My first look at the field makes my stomach churn. The single asphalt runway sits on top of a ridge that drops steeply away on all sides, especially the approach end. And the approach end of runway 16 is guarded by a huge hill to the west. The wind is coming around the south end of that prodigious hill and roaring up that steep slope to the runway. Hill? Big as it is, it’s a mountain to this West Virginia boy.

I keep the right wing down as I flare and let the right wheel make first contact. I can feel the wind shift toward the right. She bounces. Stick back and right and lots of left rudder, and still I swerve alarmingly before I save it.

Disgust washes over me. Damn this desert flying! Another religious experience. Before this trip is over I’m going to be qualified to live in a monastery.

It’s 102 degrees at the St. George airport, which is 2,938 feet above sea level. The wind is 12 knots gusting to 21. The line boy tells me about the wind. “Always comes humping from the west in the afternoon. You gotta get here before noon if you want to avoid it.”

At 6
P.M.
I’m rolling down the runway feeding in right stick and left rudder to keep the
Queen
straight as the strong right cross wind makes the plane goosey.

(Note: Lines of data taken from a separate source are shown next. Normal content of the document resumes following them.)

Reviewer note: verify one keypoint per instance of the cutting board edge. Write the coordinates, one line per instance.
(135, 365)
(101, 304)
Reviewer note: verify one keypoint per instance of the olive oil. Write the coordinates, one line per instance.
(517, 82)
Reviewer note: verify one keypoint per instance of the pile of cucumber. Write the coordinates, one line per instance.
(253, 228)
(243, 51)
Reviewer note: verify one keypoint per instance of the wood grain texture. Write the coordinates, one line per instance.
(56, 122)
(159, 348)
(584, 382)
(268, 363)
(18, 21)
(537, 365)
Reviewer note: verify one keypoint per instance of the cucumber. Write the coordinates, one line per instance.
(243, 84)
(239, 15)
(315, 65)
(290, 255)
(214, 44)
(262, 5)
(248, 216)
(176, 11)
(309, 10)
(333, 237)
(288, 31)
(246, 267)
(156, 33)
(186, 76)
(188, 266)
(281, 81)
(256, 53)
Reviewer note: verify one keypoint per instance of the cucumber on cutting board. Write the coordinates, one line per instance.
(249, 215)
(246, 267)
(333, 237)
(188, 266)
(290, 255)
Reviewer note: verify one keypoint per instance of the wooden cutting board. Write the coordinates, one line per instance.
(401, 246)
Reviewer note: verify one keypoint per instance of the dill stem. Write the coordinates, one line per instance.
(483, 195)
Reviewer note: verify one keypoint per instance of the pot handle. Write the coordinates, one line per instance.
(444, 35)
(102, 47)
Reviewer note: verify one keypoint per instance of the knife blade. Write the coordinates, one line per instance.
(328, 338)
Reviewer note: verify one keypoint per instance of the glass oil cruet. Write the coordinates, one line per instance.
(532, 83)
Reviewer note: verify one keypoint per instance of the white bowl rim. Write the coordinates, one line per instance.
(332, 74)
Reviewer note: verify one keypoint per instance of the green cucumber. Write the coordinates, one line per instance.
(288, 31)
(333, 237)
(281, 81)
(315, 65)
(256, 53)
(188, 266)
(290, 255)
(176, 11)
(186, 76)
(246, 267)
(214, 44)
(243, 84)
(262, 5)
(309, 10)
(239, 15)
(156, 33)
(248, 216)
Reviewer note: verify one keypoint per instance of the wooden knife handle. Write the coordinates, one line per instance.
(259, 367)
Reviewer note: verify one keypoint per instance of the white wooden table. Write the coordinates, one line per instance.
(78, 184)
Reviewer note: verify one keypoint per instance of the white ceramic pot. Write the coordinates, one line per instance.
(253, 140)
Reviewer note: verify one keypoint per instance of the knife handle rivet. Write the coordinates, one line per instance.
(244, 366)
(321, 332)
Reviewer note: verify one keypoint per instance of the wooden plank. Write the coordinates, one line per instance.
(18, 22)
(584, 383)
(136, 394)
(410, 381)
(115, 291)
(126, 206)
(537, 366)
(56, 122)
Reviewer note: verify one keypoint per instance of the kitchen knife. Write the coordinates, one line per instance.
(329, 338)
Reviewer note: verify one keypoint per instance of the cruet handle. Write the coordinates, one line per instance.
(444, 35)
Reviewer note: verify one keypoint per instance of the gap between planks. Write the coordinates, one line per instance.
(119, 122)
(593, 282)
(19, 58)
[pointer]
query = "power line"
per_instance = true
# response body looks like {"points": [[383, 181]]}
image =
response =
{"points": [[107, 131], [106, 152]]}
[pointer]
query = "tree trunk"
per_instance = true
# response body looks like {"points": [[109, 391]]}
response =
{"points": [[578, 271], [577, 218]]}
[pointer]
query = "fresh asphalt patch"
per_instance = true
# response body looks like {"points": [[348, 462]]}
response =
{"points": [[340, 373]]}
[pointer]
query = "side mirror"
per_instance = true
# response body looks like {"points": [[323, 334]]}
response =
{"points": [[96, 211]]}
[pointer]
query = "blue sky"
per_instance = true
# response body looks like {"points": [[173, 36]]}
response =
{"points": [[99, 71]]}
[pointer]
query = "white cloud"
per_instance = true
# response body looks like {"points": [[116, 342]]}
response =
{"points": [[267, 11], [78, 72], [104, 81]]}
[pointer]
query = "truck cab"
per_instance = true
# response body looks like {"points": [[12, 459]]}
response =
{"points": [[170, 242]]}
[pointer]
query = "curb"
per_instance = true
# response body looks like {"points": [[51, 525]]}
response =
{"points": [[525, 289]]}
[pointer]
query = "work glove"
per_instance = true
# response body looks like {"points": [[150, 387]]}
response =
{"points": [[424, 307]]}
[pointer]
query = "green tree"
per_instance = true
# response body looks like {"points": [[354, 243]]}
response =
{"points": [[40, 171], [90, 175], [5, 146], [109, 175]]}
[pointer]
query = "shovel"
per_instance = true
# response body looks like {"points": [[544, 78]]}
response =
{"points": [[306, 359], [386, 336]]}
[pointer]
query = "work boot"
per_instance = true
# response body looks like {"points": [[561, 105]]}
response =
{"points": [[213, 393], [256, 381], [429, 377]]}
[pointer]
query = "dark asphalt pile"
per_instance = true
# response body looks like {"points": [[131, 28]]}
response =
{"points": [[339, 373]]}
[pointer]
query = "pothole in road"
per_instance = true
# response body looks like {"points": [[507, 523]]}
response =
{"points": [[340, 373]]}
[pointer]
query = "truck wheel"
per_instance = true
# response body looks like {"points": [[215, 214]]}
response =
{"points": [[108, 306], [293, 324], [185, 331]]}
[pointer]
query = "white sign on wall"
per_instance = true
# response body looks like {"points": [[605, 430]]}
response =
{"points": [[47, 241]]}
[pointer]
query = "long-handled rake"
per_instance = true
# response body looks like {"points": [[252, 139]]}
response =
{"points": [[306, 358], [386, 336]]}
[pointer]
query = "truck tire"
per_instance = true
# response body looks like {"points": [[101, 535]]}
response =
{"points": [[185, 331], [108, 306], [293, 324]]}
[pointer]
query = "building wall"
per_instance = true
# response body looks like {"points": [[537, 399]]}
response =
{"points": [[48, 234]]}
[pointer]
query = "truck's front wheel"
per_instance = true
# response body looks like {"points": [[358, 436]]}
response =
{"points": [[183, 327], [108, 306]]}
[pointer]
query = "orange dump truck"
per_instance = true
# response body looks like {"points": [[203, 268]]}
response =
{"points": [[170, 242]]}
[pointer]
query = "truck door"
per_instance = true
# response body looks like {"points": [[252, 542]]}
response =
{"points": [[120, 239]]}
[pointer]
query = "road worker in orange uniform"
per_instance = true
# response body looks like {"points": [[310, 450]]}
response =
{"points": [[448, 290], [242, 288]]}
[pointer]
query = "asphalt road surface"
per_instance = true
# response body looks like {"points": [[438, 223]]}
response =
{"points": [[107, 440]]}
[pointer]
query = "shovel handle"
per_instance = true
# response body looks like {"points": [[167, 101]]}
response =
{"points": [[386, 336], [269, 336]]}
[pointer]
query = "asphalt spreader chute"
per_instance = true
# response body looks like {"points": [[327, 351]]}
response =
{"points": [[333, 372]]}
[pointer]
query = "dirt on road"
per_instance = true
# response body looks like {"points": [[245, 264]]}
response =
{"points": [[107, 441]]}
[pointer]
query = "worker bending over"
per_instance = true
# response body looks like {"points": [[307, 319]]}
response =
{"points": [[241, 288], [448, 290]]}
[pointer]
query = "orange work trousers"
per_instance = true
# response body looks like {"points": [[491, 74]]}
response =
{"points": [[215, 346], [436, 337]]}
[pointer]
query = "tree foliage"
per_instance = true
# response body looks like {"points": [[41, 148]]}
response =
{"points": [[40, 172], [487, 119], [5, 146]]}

Now I lift the left wheel, then the right. Airborne, crabbing, but she’s climbing!

The wind squirts the
Queen
eastward across the town of St. George when I turn in that direction. Away from the ridge upon which the airport sits the air is calmer and the plane climbs smoothly but slowly. The shadows are lengthening in the little city below and streaming eastward off the mesas that stand to the north and south.

The two hours on the ground allowed the oil to cool. It stabilizes at 160 degrees and 60 PSI. Now if it will just stay there!

Heat and wind are part and parcel of the desert’s stark beauty, which you either love or hate. There can be no in-between. The land is too primal for subtle emotions. And too big. Only mortal man is small here.

I steer the
Cannibal Queen
northward across Hurricane Mesa toward the great red cliffs of Zion, then turn and fly southeast with the cliffs off my left wing.

A gnat flying by the face of God, that is what I am. The size of the jagged red cliffs overwhelms me. The inanimate, basic power of stone that has resisted wind and water through the eons fills me with awe. Life is uncertain, life is short, life is filled with pain and joy, yet these great red cliffs endure the ages, only occasionally yielding a grain of sand.

All my ambitions, all my dreams, all my hopes, they are as a gust of evening wind against the grandeur of the red cliffs.

And what am I? The God who raised the stone from the place where it was made into this position and rejoices at its constancy, what does He expect of me? What could I possibly achieve to be worthy of His notice in my short span upon the earth?

Man is a foolish little creature, worried about transitory things. We are all, each of us, saturated with that egocentric silliness that causes some of the women in Boulder to fret about the intensity of their orgasms. Do you really think the Creator of billions of galaxies, each containing billions of stars, has time for silly, tiny man?

The gods of old were all little gods. Science has ripped away the veil of time and distance and shrunk us to our proper place in the great scheme of things, yet we still cling to our ancient, little gods like a drowning man clings to a board.

Little people in little rooms in little places purport to tell us the eternal truths. People that don’t understand the most basic laws of physics tell us with straight faces that they have mastered the incomprehensible. How could they know?